# Thread: How are these two items equal?

1. ## How are these two items equal?

Can someone show me how

$\displaystyle Sqrt(x)/x$

is equal to $\displaystyle 1/Sqrt(x)$?

I know I can flip the denominator to:
$\displaystyle 1/X * Sqrt(x)$

But I still can't understand how it gets to $\displaystyle 1/Sqrt(x)$.

What am I missing

2. $\displaystyle \displaystyle \frac{\sqrt{x}}{x} = \frac{x^{1\over 2}}{x} \times \frac{x^{-1\over 2}}{x^{-1\over 2}}= \frac{1}{x^{1\over 2}}= \frac{1}{\sqrt{x}}$

3. Alternatively, dividing each member of the fraction by $\displaystyle \sqrt{x}$ (Pickslides multiplied by its inverse) :

$\displaystyle \displaystyle \frac{\left ( \frac{\sqrt{x}}{\sqrt{x}} \right )}{\left ( \frac{x}{\sqrt{x}} \right )} = \frac{1}{\sqrt{x}}$

4. Yet another way:
$\displaystyle \sqrt{x}$ is defined to be the number such that $\displaystyle (\sqrt{x})^2= (\sqrt{x})(\sqrt{x})= x$ so the denominator can be written as $\displaystyle (\sqrt{x})(\sqrt{x})$

$\displaystyle \frac{\sqrt{x}}{x}= \frac{\sqrt{x}}{(\sqrt{x})(\sqrt{x})}= \frac{1}{\sqrt{x}}$

5. Yet another way!

$\displaystyle \displaystyle \frac{\sqrt{x}}{x}=\frac{x^{\frac{1}{2}}}{x^1}=x^{ \frac{1}{2}-1}=x^{-\frac{1}{2}}=\frac{1}{\sqrt{x}}$

6. HallsofIvy's way is how I'd normally show it,
however, it does depend on whether one is working with surds or indices,
or various simplification techniques.

$\displaystyle \displaystyle\frac{\sqrt{x}}{x}=\frac{1}{\sqrt{x}}$

If they are equal, we will have RHS=LHS after cross-multiplying...

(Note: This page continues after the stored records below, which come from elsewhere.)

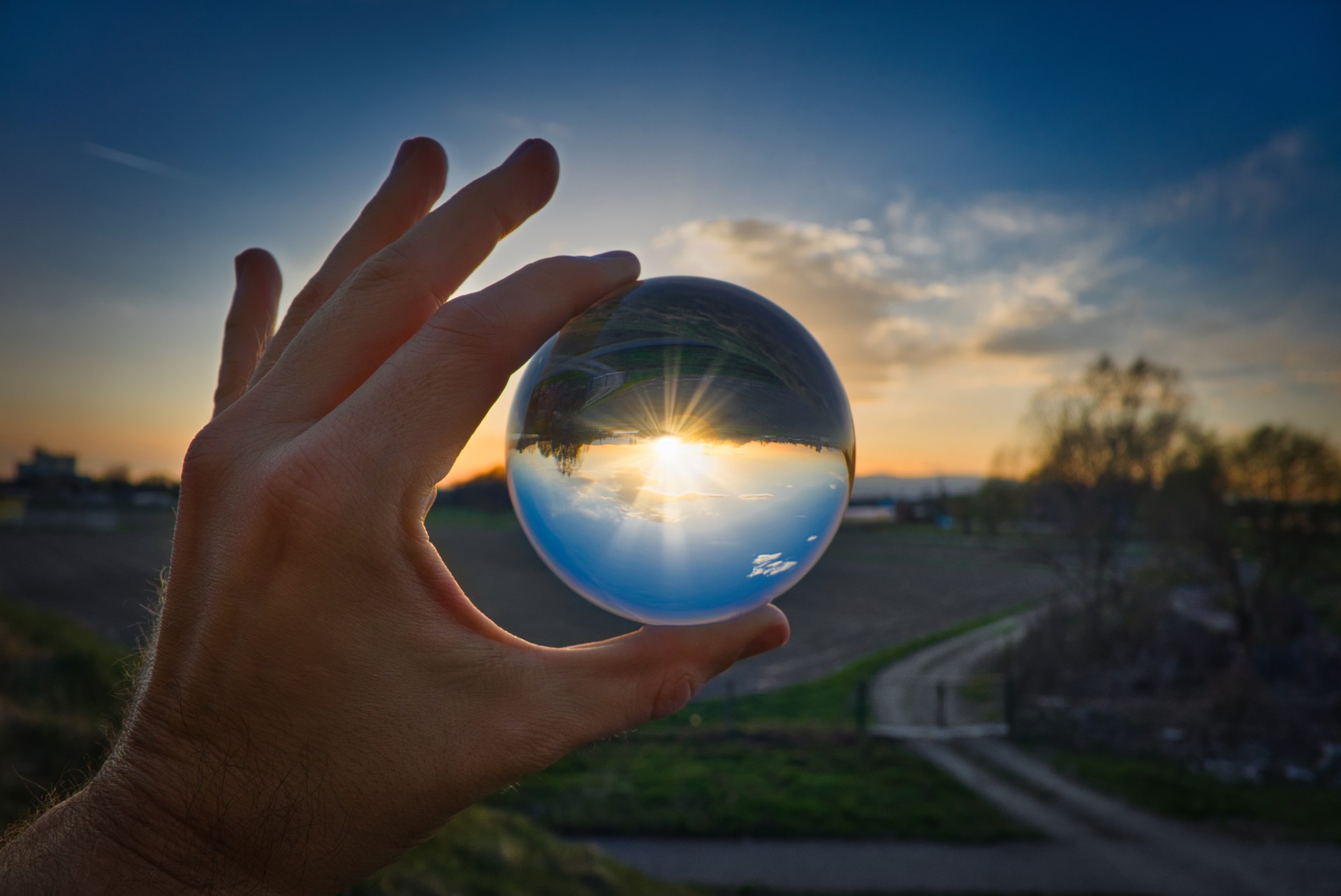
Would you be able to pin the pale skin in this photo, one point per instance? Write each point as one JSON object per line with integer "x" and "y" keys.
{"x": 322, "y": 695}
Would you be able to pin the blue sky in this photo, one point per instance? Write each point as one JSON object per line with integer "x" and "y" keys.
{"x": 962, "y": 200}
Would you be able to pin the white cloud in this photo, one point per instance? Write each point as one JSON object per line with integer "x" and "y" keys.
{"x": 770, "y": 565}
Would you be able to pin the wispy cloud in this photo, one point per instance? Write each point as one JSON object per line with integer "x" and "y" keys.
{"x": 138, "y": 163}
{"x": 1007, "y": 277}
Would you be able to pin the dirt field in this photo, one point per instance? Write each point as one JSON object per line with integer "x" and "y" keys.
{"x": 872, "y": 588}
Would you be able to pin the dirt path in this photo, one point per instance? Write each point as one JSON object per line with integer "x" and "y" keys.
{"x": 871, "y": 589}
{"x": 1138, "y": 851}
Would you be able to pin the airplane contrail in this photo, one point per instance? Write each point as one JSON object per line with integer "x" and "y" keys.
{"x": 138, "y": 163}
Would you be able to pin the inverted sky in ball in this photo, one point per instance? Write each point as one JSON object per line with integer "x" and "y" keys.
{"x": 682, "y": 453}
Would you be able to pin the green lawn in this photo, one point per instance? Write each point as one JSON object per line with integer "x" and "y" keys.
{"x": 1294, "y": 811}
{"x": 762, "y": 785}
{"x": 789, "y": 765}
{"x": 825, "y": 705}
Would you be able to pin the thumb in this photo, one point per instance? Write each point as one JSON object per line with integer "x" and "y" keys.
{"x": 617, "y": 684}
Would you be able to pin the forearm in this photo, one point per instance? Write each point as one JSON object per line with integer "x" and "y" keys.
{"x": 105, "y": 840}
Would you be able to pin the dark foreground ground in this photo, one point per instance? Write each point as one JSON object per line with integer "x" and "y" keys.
{"x": 873, "y": 588}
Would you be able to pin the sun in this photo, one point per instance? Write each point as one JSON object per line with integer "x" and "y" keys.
{"x": 670, "y": 448}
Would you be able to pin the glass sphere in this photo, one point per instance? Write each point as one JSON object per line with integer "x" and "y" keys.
{"x": 680, "y": 453}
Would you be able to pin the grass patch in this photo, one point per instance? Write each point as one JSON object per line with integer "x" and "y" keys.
{"x": 471, "y": 518}
{"x": 61, "y": 693}
{"x": 486, "y": 852}
{"x": 1294, "y": 811}
{"x": 762, "y": 785}
{"x": 826, "y": 703}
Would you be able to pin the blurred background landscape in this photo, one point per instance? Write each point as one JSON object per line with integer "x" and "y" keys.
{"x": 1081, "y": 628}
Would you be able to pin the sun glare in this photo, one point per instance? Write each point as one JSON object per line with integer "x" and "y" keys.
{"x": 670, "y": 448}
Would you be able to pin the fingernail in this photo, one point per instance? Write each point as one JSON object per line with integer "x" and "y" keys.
{"x": 769, "y": 640}
{"x": 404, "y": 153}
{"x": 520, "y": 151}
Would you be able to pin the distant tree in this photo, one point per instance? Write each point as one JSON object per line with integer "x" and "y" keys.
{"x": 1262, "y": 513}
{"x": 1101, "y": 444}
{"x": 486, "y": 491}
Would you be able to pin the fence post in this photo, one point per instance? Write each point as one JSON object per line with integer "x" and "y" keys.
{"x": 863, "y": 705}
{"x": 728, "y": 710}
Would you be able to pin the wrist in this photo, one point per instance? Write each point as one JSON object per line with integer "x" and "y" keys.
{"x": 112, "y": 837}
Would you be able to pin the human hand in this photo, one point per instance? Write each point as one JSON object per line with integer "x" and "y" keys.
{"x": 322, "y": 695}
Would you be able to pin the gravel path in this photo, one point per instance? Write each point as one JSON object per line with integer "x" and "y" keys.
{"x": 1006, "y": 868}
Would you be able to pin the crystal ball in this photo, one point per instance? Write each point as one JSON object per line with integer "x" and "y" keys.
{"x": 682, "y": 453}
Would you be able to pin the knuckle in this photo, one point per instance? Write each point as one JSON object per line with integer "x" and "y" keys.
{"x": 396, "y": 271}
{"x": 670, "y": 693}
{"x": 469, "y": 325}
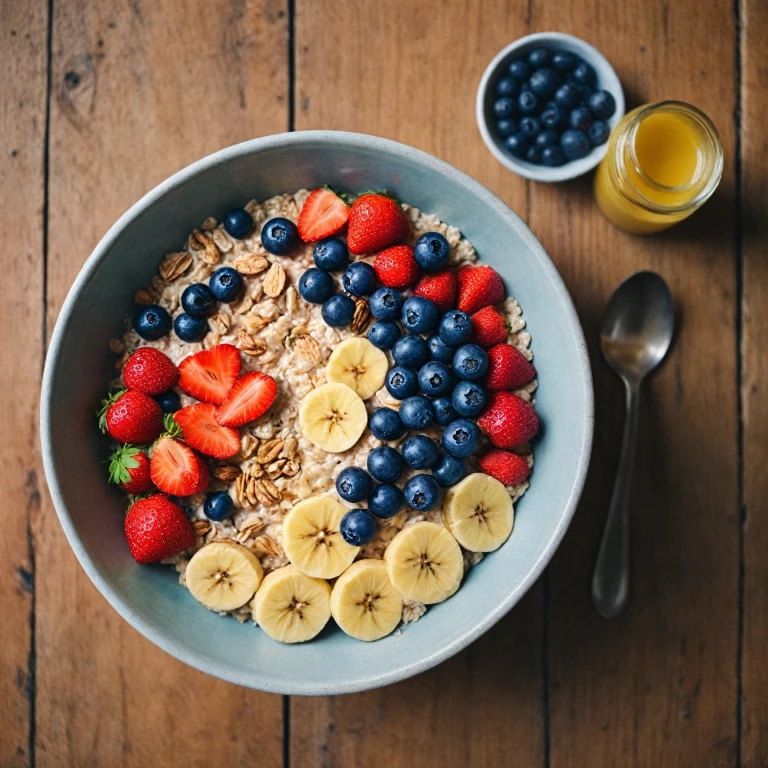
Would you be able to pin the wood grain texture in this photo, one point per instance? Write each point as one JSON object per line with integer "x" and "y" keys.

as in $\displaystyle \frac{1}{2}=\frac{2}{4}=\frac{3}{6}...\Rightarrow\ 1(4)=2(2),\ 1(6)=3(2),\ 2(6)=4(3)....$

hence

$\displaystyle \displaystyle\frac{\sqrt{x}}{x}=\frac{1}{\sqrt{x}}$

since

$\displaystyle \sqrt{x}\ \sqrt{x}=x(1)$